Chattanoogans packed the historic First Presbyterian Church on Friday to honor Congressional Medal of Honor recipient Charles H. Coolidge. Mr. Coolidge died last week at the age of 99.
He had received the Medal of Honor for battlefield action during World War II. He was assigned to the 141st infantry regiment, 36th infantry division in the U.S.
Christine Hassevoort sang three of Mr. Coolidge’s favorite hymns including “Love Divine, all love Excelling”, “Abide with Me” and “For All the Saints.”
Lt. Gen. Charles Coolidge Jr. (Ret Army) gave a powerful eulogy about his dad. Mr. Coolidge said his father did not seek any attention but led by example. He said his dad lived a life of honor before and after the Medal of Honor. Mr. Coolidge said his dad was his best friend who "told us often he loved us."

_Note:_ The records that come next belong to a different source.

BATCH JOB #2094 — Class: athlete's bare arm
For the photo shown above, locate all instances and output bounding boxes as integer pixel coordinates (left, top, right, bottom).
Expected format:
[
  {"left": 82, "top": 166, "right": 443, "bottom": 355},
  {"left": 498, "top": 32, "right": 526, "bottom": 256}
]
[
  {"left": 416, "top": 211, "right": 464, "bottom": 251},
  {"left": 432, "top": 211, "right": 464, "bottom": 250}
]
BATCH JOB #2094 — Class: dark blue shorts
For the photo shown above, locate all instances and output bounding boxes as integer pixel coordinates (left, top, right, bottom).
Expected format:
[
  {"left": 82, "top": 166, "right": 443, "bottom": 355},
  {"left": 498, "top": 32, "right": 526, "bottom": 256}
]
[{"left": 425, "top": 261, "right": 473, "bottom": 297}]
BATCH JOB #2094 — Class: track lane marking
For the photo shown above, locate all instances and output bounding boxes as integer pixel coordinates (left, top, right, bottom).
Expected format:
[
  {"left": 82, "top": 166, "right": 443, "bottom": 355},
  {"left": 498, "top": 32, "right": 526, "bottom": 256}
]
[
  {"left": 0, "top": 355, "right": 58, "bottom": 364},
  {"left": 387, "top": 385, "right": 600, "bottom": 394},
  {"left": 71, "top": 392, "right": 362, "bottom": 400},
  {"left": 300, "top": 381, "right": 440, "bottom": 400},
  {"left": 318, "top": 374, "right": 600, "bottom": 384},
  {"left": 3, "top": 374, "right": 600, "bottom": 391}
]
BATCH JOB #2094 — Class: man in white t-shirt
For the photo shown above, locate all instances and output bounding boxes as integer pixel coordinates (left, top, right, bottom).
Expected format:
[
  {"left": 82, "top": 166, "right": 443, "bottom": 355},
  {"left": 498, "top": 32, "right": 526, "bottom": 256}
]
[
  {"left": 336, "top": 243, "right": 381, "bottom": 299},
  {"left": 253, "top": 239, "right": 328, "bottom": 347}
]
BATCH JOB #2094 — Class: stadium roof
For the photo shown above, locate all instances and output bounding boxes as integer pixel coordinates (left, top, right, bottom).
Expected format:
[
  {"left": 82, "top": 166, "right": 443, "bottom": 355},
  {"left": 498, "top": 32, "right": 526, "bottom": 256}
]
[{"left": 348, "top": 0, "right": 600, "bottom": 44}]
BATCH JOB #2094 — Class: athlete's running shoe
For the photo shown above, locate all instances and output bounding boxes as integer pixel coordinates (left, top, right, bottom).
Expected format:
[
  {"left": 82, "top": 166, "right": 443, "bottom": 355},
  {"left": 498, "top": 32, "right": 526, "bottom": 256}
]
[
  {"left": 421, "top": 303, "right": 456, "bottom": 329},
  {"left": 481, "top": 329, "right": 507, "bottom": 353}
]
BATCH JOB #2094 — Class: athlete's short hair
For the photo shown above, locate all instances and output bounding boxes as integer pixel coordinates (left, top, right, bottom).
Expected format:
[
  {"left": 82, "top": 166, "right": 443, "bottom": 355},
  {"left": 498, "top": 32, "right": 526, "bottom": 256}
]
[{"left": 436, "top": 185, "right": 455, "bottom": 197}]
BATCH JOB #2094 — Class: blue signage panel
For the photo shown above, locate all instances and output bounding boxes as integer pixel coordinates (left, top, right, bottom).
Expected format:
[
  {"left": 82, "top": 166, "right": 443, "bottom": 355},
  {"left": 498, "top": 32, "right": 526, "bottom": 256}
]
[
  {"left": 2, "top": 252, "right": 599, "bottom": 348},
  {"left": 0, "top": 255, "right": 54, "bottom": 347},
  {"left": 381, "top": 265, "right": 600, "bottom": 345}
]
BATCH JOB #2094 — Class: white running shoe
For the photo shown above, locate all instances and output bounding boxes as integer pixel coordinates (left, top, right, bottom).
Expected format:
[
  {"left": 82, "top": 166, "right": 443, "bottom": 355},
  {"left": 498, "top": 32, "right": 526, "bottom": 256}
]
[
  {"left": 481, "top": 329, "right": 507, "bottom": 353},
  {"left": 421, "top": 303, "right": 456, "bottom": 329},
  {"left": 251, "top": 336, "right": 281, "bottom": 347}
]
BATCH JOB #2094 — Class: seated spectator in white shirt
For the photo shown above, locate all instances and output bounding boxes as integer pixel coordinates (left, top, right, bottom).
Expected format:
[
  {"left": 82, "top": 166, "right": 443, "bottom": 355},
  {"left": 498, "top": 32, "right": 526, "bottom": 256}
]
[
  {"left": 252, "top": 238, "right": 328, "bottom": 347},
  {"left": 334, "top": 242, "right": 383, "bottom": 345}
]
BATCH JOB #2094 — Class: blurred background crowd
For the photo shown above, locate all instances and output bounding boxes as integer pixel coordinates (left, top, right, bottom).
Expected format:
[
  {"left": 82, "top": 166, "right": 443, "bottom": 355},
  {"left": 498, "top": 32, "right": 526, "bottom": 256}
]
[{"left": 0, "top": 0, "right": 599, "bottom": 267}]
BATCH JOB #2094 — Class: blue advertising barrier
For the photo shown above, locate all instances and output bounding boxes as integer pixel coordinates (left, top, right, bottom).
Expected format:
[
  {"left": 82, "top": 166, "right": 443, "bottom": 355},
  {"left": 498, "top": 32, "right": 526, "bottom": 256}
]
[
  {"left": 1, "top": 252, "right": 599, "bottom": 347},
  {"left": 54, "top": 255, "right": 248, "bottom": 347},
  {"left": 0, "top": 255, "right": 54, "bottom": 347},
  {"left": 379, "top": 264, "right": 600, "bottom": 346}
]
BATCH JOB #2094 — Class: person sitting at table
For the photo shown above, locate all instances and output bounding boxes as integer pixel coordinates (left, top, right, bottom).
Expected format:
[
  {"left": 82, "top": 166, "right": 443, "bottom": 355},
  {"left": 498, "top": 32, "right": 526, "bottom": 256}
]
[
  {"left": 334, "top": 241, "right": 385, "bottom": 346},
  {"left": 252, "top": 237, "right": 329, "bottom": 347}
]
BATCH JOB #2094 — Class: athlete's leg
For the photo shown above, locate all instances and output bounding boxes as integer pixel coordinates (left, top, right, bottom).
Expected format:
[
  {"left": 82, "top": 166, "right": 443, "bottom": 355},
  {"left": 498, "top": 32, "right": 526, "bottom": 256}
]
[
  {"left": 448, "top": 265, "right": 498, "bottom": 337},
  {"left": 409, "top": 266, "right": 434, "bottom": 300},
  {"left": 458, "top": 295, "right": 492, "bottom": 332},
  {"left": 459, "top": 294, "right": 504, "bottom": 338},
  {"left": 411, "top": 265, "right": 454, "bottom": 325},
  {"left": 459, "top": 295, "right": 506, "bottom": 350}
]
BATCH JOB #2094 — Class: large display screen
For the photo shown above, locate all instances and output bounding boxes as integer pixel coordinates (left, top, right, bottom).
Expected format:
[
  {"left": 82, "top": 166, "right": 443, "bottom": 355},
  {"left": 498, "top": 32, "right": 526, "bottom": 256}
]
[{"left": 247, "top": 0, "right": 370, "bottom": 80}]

The speaker said dad was a humble man and always tried to divert attention away from himself and to other veterans. Mr. Coolidge said his dad was very proud of the Medal of Honor Museum and what it will mean for future generations. Mr. Coolidge and his wife Frances were volunteers at the Medal of Honor museum when it was located at 4th and Georgia Avenue. Mr. Coolidge closed his remarks by saying, “He was the best father a son could have and he made the world a better place.”
Mr. Coolidge was a member of First Presbyterian Church for most of his life serving as a Sunday School teacher and deacon. He worked in his family business up until a few years ago.
One of First Presbyterian Church's pastors, Chris Ehlers, spoke of Mr. Coolidge’s faith using verses from Romans chapter 8. He said Mr. Coolidge lived a great life of honor and his real hero was the Lord Jesus Christ with whom he had a personal relationship. Rev. Ehlers said Charles Coolidge knew he had been redeemed by the perfect atonement of Jesus Christ. He said long before Mr. Coolidge was a hero in the European theater he was a man of faith who knew where he was going for eternity. He could not predict what would happen in the battles where many men around him were killed, but Mr. Coolidge knew whose he was in life and in death and that one day he would be with his Savior, the minister said.
In closing, at Mr. Coolidge’s request, Pastor Ehlers led the congregation with the Lord's Prayer.
Hundreds lined McCallie and Holtzclaw Avenues on the route to the National Cemetery where a private ceremony took place with family and friends.